Crows (Corvidae)

Family (Latin)
Corvidae
Corvus frugilegus

This species is similar in size (45–47 cm in length) to or slightly smaller than the carrion crow with black feathers often showing a blue or bluish-purple sheen in bright sunlight. The feathers on the head, neck and shoulders are particularly dense and silky. The legs and feet are generally black and the bill grey-black. Rooks are distinguished from similar members of the crow family by the bare grey-white skin around the base of the adult's bill in front of the eyes. The feathering around the legs also looks shaggier and laxer than the congeneric carrion crow.

Jay

Garrulus glandarius

The Eurasian jay (Garrulus glandarius) is a species of bird occurring over a vast region from Western Europe and north-west Africa to the Indian Subcontinent and further to the eastern seaboard of Asia and down into south-east Asia. Across its vast range, several very distinct racial forms have evolved to look very different from each other, especially when forms at the extremes of its range are compared.

Coloeus monedula

Measuring 34–39 centimetres (13–15 in) in length, the western jackdaw is a black-plumaged bird with a grey nape and distinctive pale-grey irises. It is gregarious and vocal, living in small groups with a complex social structure in farmland, open woodland, on coastal cliffs, and in urban settings.

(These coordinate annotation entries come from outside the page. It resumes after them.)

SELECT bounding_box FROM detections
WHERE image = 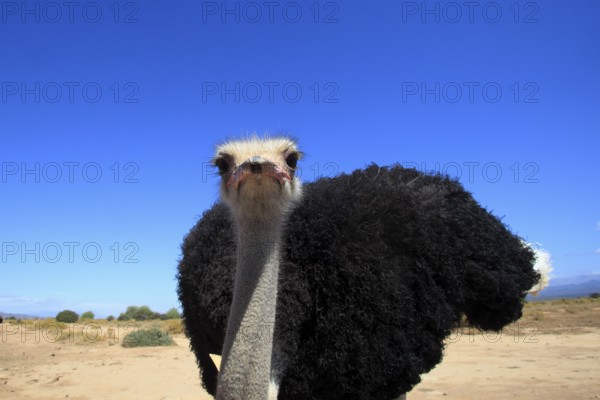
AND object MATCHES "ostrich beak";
[227,156,292,190]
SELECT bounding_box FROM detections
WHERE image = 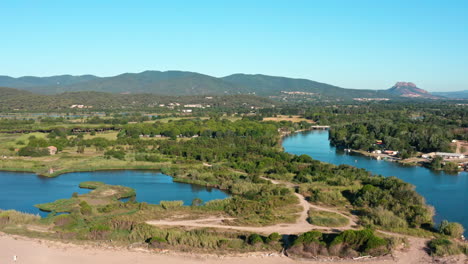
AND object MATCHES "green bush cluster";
[288,229,390,258]
[159,201,184,210]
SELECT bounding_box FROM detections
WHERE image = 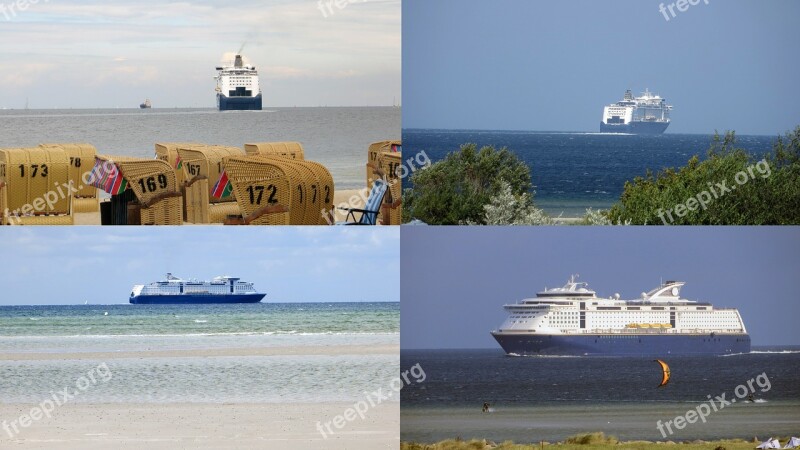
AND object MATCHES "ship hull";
[217,94,261,111]
[600,122,669,134]
[492,332,750,356]
[130,294,266,305]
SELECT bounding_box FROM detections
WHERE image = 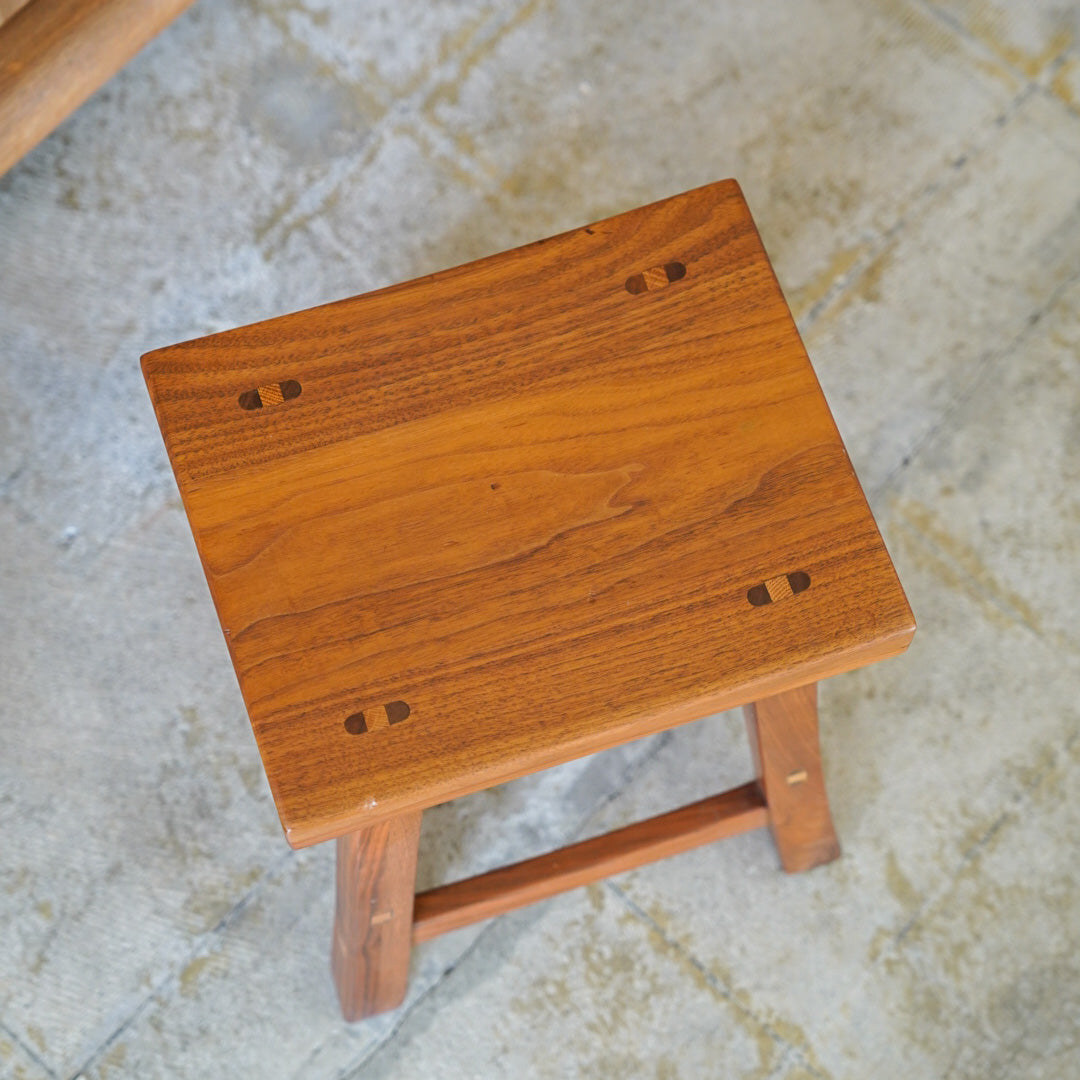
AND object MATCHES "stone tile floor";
[0,0,1080,1080]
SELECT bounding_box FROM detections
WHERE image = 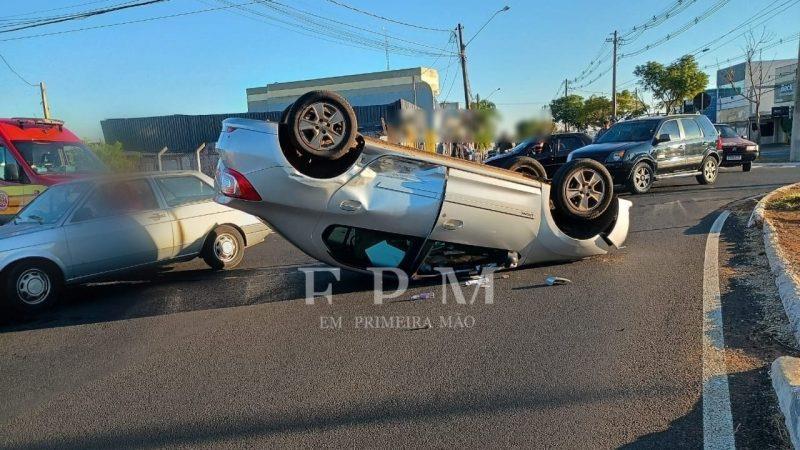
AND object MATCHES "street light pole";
[789,33,800,162]
[456,6,511,109]
[456,23,472,109]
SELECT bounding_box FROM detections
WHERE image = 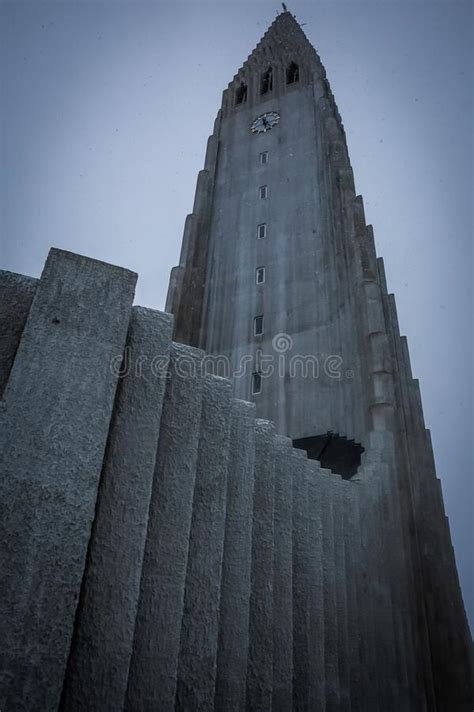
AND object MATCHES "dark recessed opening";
[293,432,364,480]
[235,82,247,104]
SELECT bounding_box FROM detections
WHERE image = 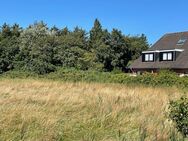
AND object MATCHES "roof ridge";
[165,30,188,35]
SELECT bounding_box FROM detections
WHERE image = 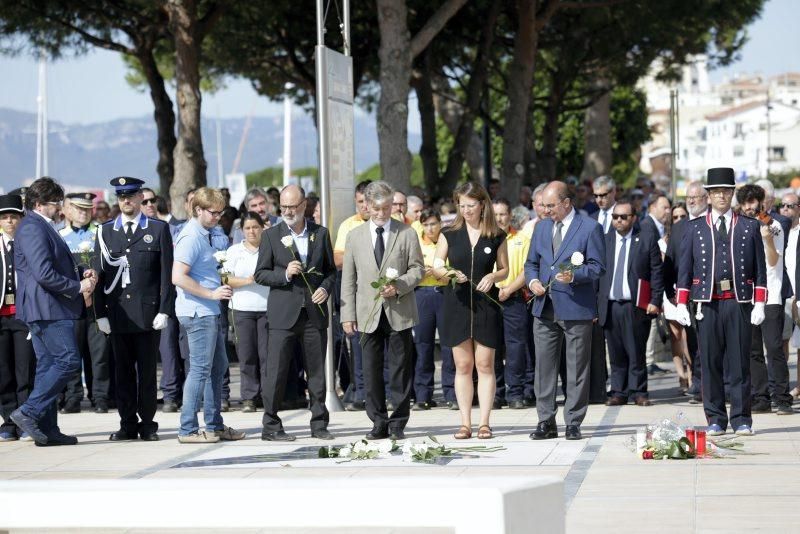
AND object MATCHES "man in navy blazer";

Like its relatives, Jackdaws are intelligent birds, and have been observed using tools. An omnivorous and opportunistic feeder, it eats a wide variety of plant material and invertebrates, as well as food waste from urban areas.

Pica pica

The Eurasian magpie is one of the most intelligent birds, and it is believed to be one of the most intelligent of all animals. The expansion of its nidopallium is approximately the same in its relative size as the brain of chimpanzees, orangutans and humans

Corvus corone

A medium sized, all black bird that is easy to confuse with a rook. Crows have a bad reputation, being a pest to farmers, and appearing in horror stories such as "The Birds". They are however surprisingly clever and sociable birds.